Sponsorship is available! If you'd like to sponsor CodeOpinion.com and have your product or service advertised exclusively (no AdSense) on every post, contact me.

Do you want to use Kafka? Or do you need a Queue?

Do you want to use Kafka? Or do you need a message broker and queues? While they can seem similar, they have different purposes. I’m going to explain the differences, so you don’t try to brute force patterns and concepts in Kafka that are better used with a message broker.

YouTube

Check out my YouTube channel, where I post all kinds of content accompanying my posts, including this video showing everything in this post.

Partitioned Log

Kafka is a log. Specifically a partitioned log. I’ll discuss the partition part later in this post and how that affects ordered processing and concurrency.

Kafka Log

When a producer publishes new messages, generally events, to a log (a topic with Kafka), it appends them.

Kafka Log

Events aren’t removed from a topic unless defined by the retention period. You could keep all events forever or purge them after a period of time. This is an important aspect to note in comparison to a queue.
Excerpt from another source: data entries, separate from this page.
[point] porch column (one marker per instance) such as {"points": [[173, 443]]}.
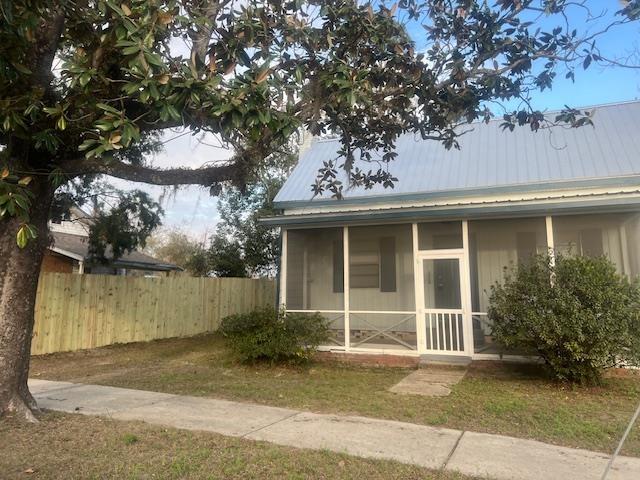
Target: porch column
{"points": [[283, 270], [550, 245], [345, 272], [467, 316], [421, 333]]}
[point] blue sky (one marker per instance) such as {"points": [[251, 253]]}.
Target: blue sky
{"points": [[193, 210]]}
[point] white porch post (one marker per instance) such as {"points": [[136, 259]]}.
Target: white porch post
{"points": [[467, 316], [550, 245], [418, 293], [283, 270], [345, 282]]}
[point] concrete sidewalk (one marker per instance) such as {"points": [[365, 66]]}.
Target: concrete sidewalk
{"points": [[478, 454]]}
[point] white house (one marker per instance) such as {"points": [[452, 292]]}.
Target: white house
{"points": [[407, 270]]}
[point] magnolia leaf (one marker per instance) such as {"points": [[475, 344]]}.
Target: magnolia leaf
{"points": [[22, 237]]}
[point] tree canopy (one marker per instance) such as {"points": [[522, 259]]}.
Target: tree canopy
{"points": [[87, 84]]}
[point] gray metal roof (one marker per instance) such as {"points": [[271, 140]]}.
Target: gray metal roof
{"points": [[491, 159]]}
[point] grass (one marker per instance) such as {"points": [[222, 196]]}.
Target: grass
{"points": [[75, 446], [507, 399]]}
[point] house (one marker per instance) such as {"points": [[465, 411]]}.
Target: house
{"points": [[408, 270], [69, 252]]}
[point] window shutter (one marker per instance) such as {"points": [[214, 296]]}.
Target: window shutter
{"points": [[387, 264]]}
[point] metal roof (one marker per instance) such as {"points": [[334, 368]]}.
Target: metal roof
{"points": [[490, 160]]}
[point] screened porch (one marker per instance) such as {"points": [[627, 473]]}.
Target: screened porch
{"points": [[424, 287]]}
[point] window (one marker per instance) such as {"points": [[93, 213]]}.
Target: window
{"points": [[439, 235], [315, 269], [381, 268]]}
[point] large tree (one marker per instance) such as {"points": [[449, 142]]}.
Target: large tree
{"points": [[86, 85]]}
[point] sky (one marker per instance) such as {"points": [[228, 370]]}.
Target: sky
{"points": [[194, 211]]}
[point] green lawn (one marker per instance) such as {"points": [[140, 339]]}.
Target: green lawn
{"points": [[78, 447], [508, 399]]}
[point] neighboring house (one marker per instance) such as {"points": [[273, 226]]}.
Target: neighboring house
{"points": [[409, 270], [69, 253]]}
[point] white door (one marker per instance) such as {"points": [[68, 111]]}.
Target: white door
{"points": [[443, 316]]}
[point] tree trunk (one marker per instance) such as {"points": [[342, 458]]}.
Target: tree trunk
{"points": [[19, 272]]}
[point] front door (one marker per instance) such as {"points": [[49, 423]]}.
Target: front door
{"points": [[443, 311]]}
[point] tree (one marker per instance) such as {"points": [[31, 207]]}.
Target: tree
{"points": [[242, 246], [175, 246], [86, 85]]}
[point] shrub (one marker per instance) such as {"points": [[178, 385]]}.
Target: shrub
{"points": [[267, 334], [579, 315]]}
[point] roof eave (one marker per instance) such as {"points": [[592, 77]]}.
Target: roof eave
{"points": [[509, 209], [627, 180]]}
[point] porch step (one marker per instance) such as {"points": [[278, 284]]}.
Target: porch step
{"points": [[455, 360]]}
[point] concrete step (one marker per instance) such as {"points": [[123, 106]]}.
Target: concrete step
{"points": [[453, 360]]}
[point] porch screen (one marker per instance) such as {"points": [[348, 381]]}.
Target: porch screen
{"points": [[315, 269], [381, 287], [494, 247], [613, 235]]}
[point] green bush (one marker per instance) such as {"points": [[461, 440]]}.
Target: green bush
{"points": [[578, 314], [266, 334]]}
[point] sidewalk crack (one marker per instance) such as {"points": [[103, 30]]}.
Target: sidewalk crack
{"points": [[455, 447], [271, 424]]}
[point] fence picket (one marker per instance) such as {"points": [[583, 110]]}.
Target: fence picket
{"points": [[75, 312]]}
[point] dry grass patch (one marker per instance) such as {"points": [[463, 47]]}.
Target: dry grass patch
{"points": [[508, 399], [77, 447]]}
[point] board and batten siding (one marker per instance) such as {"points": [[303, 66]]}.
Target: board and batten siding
{"points": [[75, 312]]}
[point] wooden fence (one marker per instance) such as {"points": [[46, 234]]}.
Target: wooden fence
{"points": [[85, 311]]}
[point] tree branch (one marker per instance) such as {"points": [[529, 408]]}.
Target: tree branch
{"points": [[205, 176]]}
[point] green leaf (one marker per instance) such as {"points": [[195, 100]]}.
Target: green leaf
{"points": [[22, 236]]}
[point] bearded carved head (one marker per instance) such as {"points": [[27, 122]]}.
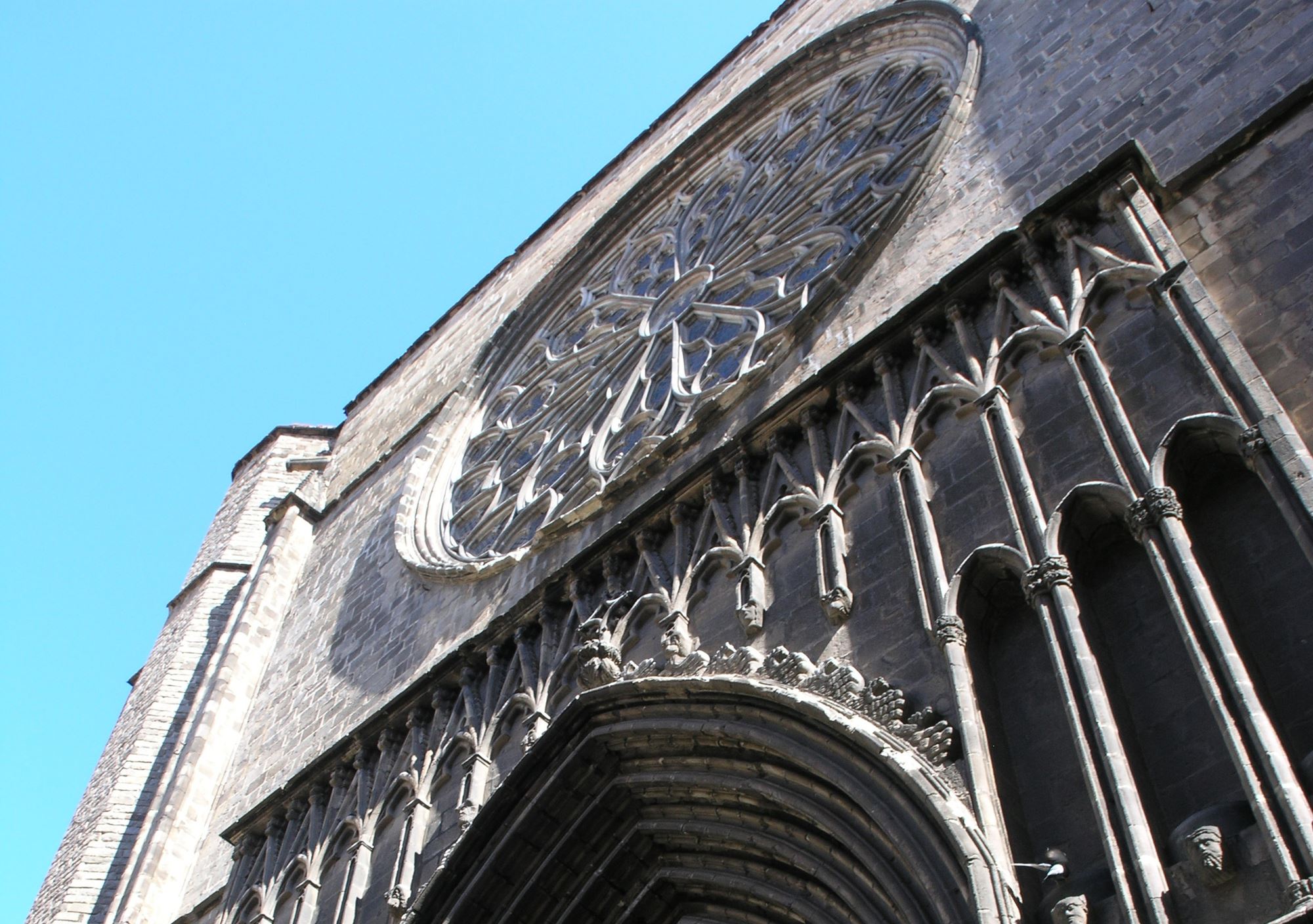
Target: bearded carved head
{"points": [[1205, 847], [1072, 910], [677, 641]]}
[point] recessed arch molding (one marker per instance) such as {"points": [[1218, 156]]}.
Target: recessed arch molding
{"points": [[673, 800]]}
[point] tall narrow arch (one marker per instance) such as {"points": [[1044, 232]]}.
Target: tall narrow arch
{"points": [[1033, 753], [670, 800], [1176, 749], [1255, 564]]}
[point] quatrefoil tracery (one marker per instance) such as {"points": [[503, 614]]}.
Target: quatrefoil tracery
{"points": [[694, 300]]}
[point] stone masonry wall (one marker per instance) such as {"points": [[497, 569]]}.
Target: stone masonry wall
{"points": [[1248, 230], [1064, 86], [1044, 114]]}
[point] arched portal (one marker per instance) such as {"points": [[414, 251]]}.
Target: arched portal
{"points": [[682, 800]]}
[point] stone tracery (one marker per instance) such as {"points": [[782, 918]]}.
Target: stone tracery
{"points": [[623, 352]]}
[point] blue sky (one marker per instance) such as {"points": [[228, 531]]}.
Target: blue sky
{"points": [[216, 219]]}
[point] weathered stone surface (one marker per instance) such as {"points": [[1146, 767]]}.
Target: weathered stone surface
{"points": [[1022, 507]]}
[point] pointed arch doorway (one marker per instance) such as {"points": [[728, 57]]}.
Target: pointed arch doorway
{"points": [[700, 800]]}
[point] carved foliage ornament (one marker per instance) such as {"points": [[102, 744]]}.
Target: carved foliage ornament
{"points": [[724, 247]]}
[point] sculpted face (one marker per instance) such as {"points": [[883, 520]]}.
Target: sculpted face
{"points": [[677, 642], [1205, 846], [1072, 910]]}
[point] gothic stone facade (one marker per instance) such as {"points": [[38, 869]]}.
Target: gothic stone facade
{"points": [[880, 495]]}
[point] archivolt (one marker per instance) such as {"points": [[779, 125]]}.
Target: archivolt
{"points": [[673, 800]]}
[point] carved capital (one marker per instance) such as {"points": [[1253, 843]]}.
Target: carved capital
{"points": [[950, 629], [1252, 443], [1044, 576], [1080, 342], [1151, 510], [993, 400]]}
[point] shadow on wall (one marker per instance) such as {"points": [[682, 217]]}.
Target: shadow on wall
{"points": [[217, 621]]}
With an event-driven architecture, you can have one service publish events and have many different services consuming those events. It’s about decoupling. The publishing service doesn’t know who is consuming, or if anyone is consuming, the events it’s publishing.

Consumers

In this example, we have a topic with three events. Each consumer works independently, processing messages from the topic.

Consumers

Because events are not removed from the topic, a new consumer could start consuming the first event on the topic. Kafka maintains an offset per topic, per consumer group, and partition. I’ll get to consumer groups and partitions shortly. This allows consumers to process new events that are appended to the topic. However, this also allows existing consumers to re-process existing messages by changing the offset.

Just because a consumer processes an event from a topic does not mean that they cannot process it again or that another consumer can’t consume it. The event is not removed from the topic when it’s consumed.

Commands & Events

A lot of the trouble I see with using Kafka revolves around applying various patterns or semantics typical with queues or a message broker and trying to force it with Kafka. An example of this is Commands.

There are two kinds of messages. Commands and Events. Some will say Queries are also messages, but I disagree in the context of asynchronous messaging.

Commands are about invoking behavior. There can be many producers of a command. There is a required single consumer of a command. The consumer will be within the logical boundary that owns the definition/schema of the command.

Sending Commands

Events are about notifying other parts of your system that something has occurred. There is only a single publisher of an event. The logical boundary that publishes an event owns the schema/definition. There may be many consumers of an event or none.

Publishing Events

Commands and events have different semantics. They have very different purposes, and how that also pertains to coupling.

Commands vs Events

By this definition, how can you publish a command to a Kafka topic and guarantee that only a single consumer will process it? You can’t.

Queue

This is where a queue and a message broker differ.

When you send a command to a queue, there’s going to be a single consumer that will process that message.

Queue Consumer

When the consumer finishes processing the message, it will acknowledge back to the broker.

Queue Consumer Ack

At this point, the broker will remove the message from the queue.

Queue Consumer Ack Remove Message

The message is gone. The consumer cannot consume it again, nor can any other consumer.

Consumer Groups & Partitions

Earlier I mentioned consumer groups and partitions. A consumer group is a way to have multiple consumers consume from the same topic. This is a way to concurrently scale and process more messages from a topic called the competing consumer pattern.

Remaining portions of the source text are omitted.